Study aim, setting, and design
We performed a retrospective monocentric study at a level 1 trauma center with the aim of evaluating postoperative outcomes in patients who required soft tissue reconstruction for lower leg fractures. Patient-reported outcomes, including quality of life (QoL) and the ability to return to work, were assessed via questionnaires. Follow-up scores were evaluated in the outpatient clinic, via telephone interview, or via declarations and forms mailed to and completed by patients. A minimum follow-up of 12 months was set as standard. This allows a more differentiated analysis of the outcome.
Participants and materials
We identified 22 patients who were treated surgically for lower leg fractures and underwent soft tissue reconstruction via plastic surgery from January 2012 through December 2017 by querying the hospital database and using the International Classification of Disease (ICD) code for both fractures and flap procedures (e.g. S82.5 + 5-905.0f). To avoid including patients with improper codes and those who did not fulfill our inclusion criteria, all patient charts were screened manually. All variables that were to be recorded were specified in advance in a pre-prepared spreadsheet. Inclusion criteria were patients older than 18 years of age who had sustained a traumatic open/closed lower leg fracture, localized as code 43 or 44 according to the AO/OTA classification (Arbeitsgemeinschaft für Osteosynthesefragen Foundation/Orthopaedic Trauma Association classification), primarily treated with bone stabilization and secondarily with one or more flaps for tissue reconstruction. Every patient has the same opportunity to receive physical therapies as recommended by the surgeon. Every patient was given the same recommendation and prescription for physical therapies of equal intensity and frequency.
Descriptive and outcome measures
Standard parameters that we collected were age, sex, and body mass index (BMI). Comorbidities were also recorded and categorized into four groups according to the number of comorbidities as follows: no comorbidity, 1-3 comorbidities, 4-5 comorbidities, and ≥ 6 comorbidities. Comorbidities were defined as diabetes mellitus, arterial hypertension, coronary heart disease, heart failure, asthma, COPD, emphysema, any type of tumor disease, a second tumor as an independent comorbidity, apoplexy with residuals in the history, neurological pre-existing conditions such as multiple sclerosis, rheumatic diseases, organ transplantation, congenital immune defects, HIV, cirrhosis of the liver, and kidney failure requiring dialysis. Diabetes mellitus, nicotine abuse, and alcohol/drug abuse were listed separately as nominal scale variables. Accompanying injuries to the affected ankle joints were classified as closed or open fractures (open fractures with soft tissue damage were assigned a score > 1, as indicated by Gustilo and Anderson) . Fracture morphology was classified according to the AO/OTA criteria . Complications of osteosynthesis and flap coverage were reported.

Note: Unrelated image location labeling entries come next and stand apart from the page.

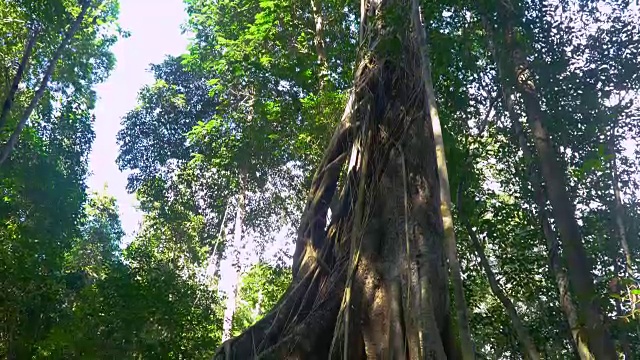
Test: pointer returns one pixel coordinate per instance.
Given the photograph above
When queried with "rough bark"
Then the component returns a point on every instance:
(8, 147)
(527, 343)
(372, 283)
(231, 303)
(563, 210)
(462, 316)
(17, 78)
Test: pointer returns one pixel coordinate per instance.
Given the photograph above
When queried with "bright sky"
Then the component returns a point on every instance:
(155, 32)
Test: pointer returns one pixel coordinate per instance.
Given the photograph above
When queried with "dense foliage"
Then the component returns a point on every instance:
(222, 147)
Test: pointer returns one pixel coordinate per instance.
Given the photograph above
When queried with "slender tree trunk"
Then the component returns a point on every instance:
(372, 283)
(232, 301)
(563, 210)
(618, 209)
(8, 147)
(522, 333)
(553, 246)
(24, 61)
(621, 233)
(468, 349)
(318, 39)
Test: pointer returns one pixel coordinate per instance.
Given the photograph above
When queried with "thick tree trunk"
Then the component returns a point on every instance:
(373, 282)
(8, 147)
(238, 225)
(527, 343)
(462, 316)
(17, 78)
(579, 268)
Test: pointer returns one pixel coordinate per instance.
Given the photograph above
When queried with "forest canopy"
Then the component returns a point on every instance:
(327, 179)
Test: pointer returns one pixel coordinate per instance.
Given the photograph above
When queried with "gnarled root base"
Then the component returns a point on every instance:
(373, 283)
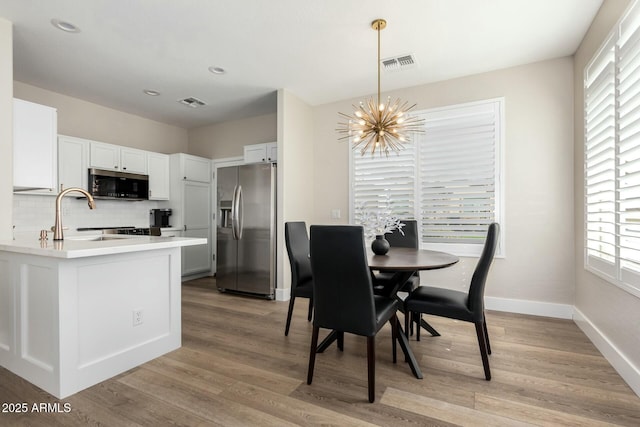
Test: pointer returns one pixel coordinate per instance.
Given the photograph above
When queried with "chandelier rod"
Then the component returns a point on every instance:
(379, 25)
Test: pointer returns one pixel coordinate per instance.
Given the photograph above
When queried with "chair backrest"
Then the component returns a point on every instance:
(475, 300)
(342, 288)
(407, 240)
(297, 242)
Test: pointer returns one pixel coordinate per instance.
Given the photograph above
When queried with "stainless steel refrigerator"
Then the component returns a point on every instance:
(246, 229)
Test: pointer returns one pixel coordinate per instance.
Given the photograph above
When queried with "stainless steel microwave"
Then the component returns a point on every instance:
(105, 184)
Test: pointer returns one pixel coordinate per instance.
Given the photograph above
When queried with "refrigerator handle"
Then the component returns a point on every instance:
(240, 213)
(234, 214)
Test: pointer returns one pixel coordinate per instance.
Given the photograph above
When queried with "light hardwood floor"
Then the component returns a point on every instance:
(236, 367)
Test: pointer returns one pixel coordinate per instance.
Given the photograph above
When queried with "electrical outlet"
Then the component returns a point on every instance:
(138, 317)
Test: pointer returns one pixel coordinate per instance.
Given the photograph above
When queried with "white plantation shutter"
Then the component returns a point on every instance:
(378, 179)
(448, 178)
(458, 173)
(612, 156)
(600, 161)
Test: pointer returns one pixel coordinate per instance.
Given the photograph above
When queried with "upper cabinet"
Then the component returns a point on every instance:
(259, 153)
(35, 130)
(158, 167)
(73, 154)
(115, 157)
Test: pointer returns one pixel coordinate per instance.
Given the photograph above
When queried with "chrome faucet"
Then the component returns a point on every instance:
(57, 228)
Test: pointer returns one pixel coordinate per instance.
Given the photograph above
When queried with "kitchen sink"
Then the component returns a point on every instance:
(95, 238)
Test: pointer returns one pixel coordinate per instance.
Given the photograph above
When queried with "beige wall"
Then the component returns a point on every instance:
(610, 315)
(538, 266)
(92, 121)
(6, 128)
(296, 197)
(226, 139)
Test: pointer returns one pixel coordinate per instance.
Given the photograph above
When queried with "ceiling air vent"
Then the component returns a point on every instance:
(192, 102)
(398, 63)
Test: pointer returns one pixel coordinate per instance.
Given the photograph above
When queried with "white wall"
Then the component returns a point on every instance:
(609, 315)
(296, 197)
(6, 128)
(227, 139)
(92, 121)
(537, 274)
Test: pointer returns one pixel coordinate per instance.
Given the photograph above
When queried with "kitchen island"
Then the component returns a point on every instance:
(76, 312)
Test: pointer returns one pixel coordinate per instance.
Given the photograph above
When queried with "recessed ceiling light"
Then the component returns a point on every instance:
(65, 26)
(217, 70)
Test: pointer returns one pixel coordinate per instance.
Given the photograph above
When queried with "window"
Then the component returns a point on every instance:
(612, 156)
(449, 178)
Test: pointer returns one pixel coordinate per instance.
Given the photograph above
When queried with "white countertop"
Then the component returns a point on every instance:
(83, 246)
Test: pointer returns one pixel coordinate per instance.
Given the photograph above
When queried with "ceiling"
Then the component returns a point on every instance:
(321, 51)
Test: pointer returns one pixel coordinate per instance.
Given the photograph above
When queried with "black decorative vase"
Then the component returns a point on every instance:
(380, 245)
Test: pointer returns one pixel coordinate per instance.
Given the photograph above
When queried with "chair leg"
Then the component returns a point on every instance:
(310, 314)
(286, 328)
(371, 367)
(428, 328)
(483, 349)
(312, 353)
(394, 336)
(486, 336)
(408, 322)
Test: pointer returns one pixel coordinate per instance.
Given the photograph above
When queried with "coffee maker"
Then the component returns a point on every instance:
(160, 217)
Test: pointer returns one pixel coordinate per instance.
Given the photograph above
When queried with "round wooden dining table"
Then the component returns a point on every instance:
(403, 262)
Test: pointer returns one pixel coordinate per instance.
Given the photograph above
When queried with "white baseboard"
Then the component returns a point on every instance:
(536, 308)
(283, 294)
(627, 370)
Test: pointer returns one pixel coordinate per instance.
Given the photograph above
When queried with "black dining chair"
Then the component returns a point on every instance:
(465, 306)
(297, 242)
(343, 293)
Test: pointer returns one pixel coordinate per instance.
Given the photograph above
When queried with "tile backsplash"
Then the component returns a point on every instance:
(32, 213)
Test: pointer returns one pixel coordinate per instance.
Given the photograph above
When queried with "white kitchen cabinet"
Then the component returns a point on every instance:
(197, 208)
(259, 153)
(115, 157)
(133, 161)
(159, 176)
(35, 129)
(73, 155)
(191, 208)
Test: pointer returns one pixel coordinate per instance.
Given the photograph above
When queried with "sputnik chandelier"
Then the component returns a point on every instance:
(381, 127)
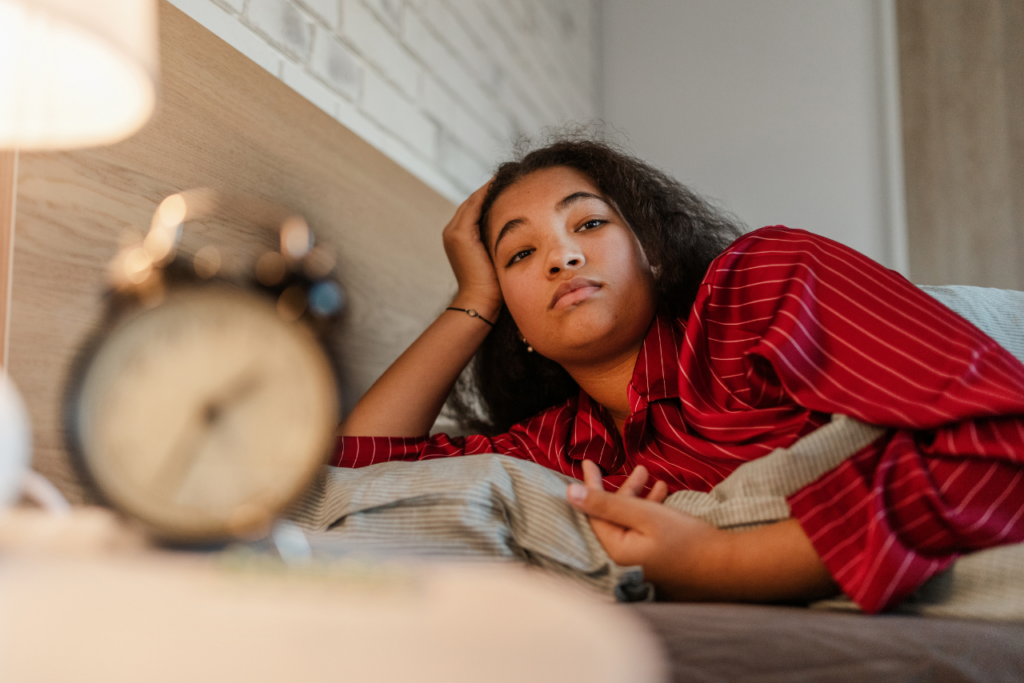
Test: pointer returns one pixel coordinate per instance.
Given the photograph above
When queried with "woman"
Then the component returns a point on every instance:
(630, 336)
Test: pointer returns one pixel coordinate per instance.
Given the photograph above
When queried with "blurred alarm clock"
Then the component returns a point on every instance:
(205, 404)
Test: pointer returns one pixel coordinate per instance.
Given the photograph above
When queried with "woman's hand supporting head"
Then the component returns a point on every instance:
(474, 272)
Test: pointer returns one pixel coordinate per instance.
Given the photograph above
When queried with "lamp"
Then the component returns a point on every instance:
(76, 73)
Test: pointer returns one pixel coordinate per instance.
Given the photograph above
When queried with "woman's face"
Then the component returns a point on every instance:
(572, 273)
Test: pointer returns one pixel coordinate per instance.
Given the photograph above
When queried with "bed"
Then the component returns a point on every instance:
(225, 123)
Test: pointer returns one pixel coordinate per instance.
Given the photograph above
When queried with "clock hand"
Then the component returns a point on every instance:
(185, 450)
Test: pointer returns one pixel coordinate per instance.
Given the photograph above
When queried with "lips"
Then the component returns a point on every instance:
(573, 291)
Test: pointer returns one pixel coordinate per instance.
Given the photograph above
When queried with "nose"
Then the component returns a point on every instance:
(564, 255)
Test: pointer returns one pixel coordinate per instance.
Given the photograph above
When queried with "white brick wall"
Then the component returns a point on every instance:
(441, 86)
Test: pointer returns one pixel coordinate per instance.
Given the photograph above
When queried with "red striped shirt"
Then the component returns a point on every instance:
(787, 329)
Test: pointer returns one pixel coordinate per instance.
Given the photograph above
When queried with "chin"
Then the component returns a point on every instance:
(591, 335)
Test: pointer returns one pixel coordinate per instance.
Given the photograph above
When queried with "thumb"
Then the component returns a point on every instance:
(622, 510)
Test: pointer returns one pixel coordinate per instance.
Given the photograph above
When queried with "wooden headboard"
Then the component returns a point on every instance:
(224, 123)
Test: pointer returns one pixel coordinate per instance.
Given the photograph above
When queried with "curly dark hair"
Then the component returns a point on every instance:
(680, 232)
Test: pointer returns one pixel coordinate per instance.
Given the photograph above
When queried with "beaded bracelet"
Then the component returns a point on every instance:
(471, 313)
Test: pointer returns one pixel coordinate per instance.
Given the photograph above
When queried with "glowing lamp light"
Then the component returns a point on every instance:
(76, 73)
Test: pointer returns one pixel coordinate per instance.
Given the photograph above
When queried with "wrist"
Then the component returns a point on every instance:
(705, 571)
(485, 307)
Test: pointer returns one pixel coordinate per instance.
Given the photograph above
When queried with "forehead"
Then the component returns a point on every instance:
(535, 196)
(540, 190)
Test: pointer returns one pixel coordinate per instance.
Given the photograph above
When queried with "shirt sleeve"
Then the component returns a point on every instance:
(541, 439)
(838, 333)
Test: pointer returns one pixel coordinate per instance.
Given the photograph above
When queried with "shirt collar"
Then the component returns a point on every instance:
(655, 376)
(656, 373)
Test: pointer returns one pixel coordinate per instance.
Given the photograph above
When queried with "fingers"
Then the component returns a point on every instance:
(635, 481)
(592, 475)
(658, 493)
(633, 485)
(625, 511)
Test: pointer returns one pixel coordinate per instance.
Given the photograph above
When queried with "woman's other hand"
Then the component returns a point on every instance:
(639, 530)
(688, 559)
(473, 270)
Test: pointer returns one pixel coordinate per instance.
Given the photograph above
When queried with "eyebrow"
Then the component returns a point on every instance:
(561, 206)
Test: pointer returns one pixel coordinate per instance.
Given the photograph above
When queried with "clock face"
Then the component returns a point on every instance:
(206, 415)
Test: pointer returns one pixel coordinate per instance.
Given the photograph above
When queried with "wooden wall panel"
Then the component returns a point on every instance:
(8, 189)
(962, 81)
(222, 122)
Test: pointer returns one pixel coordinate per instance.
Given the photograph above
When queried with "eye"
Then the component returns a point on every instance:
(519, 256)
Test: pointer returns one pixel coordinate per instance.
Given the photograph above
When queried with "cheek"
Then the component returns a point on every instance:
(524, 299)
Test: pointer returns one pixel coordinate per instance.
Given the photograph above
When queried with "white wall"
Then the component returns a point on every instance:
(440, 86)
(783, 111)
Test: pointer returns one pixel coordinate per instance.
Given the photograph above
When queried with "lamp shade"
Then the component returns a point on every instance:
(76, 73)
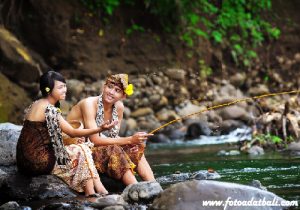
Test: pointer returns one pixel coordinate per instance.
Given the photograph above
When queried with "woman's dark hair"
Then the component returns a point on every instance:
(47, 81)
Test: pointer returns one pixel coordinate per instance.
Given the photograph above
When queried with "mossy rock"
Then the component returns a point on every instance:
(13, 101)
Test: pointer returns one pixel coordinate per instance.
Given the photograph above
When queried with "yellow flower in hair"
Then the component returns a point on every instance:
(129, 90)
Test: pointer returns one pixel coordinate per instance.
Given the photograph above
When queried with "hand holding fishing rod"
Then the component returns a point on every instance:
(140, 137)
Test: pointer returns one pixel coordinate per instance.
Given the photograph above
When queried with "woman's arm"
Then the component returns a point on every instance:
(89, 118)
(72, 132)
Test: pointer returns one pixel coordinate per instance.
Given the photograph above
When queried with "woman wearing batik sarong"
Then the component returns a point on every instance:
(40, 148)
(118, 157)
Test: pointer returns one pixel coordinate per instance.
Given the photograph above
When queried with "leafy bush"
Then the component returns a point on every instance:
(236, 24)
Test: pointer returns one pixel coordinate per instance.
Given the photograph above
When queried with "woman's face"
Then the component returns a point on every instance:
(112, 93)
(59, 90)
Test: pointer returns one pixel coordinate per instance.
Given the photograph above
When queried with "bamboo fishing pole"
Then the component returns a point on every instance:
(223, 105)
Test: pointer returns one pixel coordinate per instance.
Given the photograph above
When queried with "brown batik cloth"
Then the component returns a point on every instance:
(40, 150)
(114, 160)
(35, 155)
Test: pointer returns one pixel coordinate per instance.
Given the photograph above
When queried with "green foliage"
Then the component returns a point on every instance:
(205, 70)
(107, 6)
(134, 27)
(236, 24)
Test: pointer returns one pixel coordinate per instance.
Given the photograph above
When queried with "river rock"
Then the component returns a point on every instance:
(173, 178)
(21, 187)
(176, 74)
(142, 191)
(177, 134)
(205, 174)
(238, 79)
(227, 126)
(258, 90)
(166, 115)
(189, 108)
(117, 207)
(13, 100)
(109, 200)
(23, 65)
(191, 194)
(163, 101)
(11, 205)
(9, 134)
(234, 113)
(196, 129)
(256, 150)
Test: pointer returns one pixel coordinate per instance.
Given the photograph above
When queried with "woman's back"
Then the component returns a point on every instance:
(35, 155)
(36, 112)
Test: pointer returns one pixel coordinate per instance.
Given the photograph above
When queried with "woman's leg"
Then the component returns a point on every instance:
(99, 186)
(144, 170)
(89, 187)
(129, 178)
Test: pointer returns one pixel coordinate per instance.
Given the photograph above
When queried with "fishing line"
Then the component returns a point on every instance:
(223, 105)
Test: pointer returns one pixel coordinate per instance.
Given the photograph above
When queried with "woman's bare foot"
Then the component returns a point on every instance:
(99, 187)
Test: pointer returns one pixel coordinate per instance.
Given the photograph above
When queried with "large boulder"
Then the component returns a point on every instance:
(19, 187)
(194, 194)
(9, 134)
(13, 100)
(142, 192)
(21, 64)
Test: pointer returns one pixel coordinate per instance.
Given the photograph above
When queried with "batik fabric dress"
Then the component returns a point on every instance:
(114, 160)
(40, 150)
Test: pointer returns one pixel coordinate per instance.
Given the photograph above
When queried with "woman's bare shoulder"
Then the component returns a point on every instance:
(87, 102)
(119, 105)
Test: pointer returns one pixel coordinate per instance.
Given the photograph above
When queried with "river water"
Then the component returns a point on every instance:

The results of preoperative vascular diagnostic tests, consisting of Duplex ultrasound of the venous system and interventional angiography of the arteries, were categorized as binary variables.
Postoperative outcomes were measured using two different patient-reported outcome scores: The FAOS and its corresponding subscores is a 42-item questionnaire – including symptoms, pain, function in daily living / activities of daily living (ADL), function in sports and recreational activities (sport/rec), and QoL. The EQ-5D-5L score is a well-validated generic health-related QoL instrument [10-13]. The EQ-5D-5L is a Patient Reported Outcome (PRO) Score that uses 6 questions to assess the quality of life of patients in general, regardless of their disease. It also includes a visual analogue scale (VAS, 0-100 points) and a descriptive EQ-5D-5L system that considers the following dimensions (mobility, self-care, general activities, pain / physical complaints, fear / dejection).
Regarding the FAOS score (maximum, 100), a lower score represented more symptoms or pain, greater difficulty performing ADL and sport/rec, and poorer QoL. This rating is also valid for the EQ-5D VAS (maximum, 100).
Findings are reported by the mean value for continuous data (standard deviation between parentheses) and number for categorical data (percentage between parentheses). T-tests for continuous variables was performed between the subgroup flap ischemia yes vs. no.. All tests were two-sided, and statistical significance was set at p < 0.05. Analyses were performed using IBM SPSS Statistics version 24 software.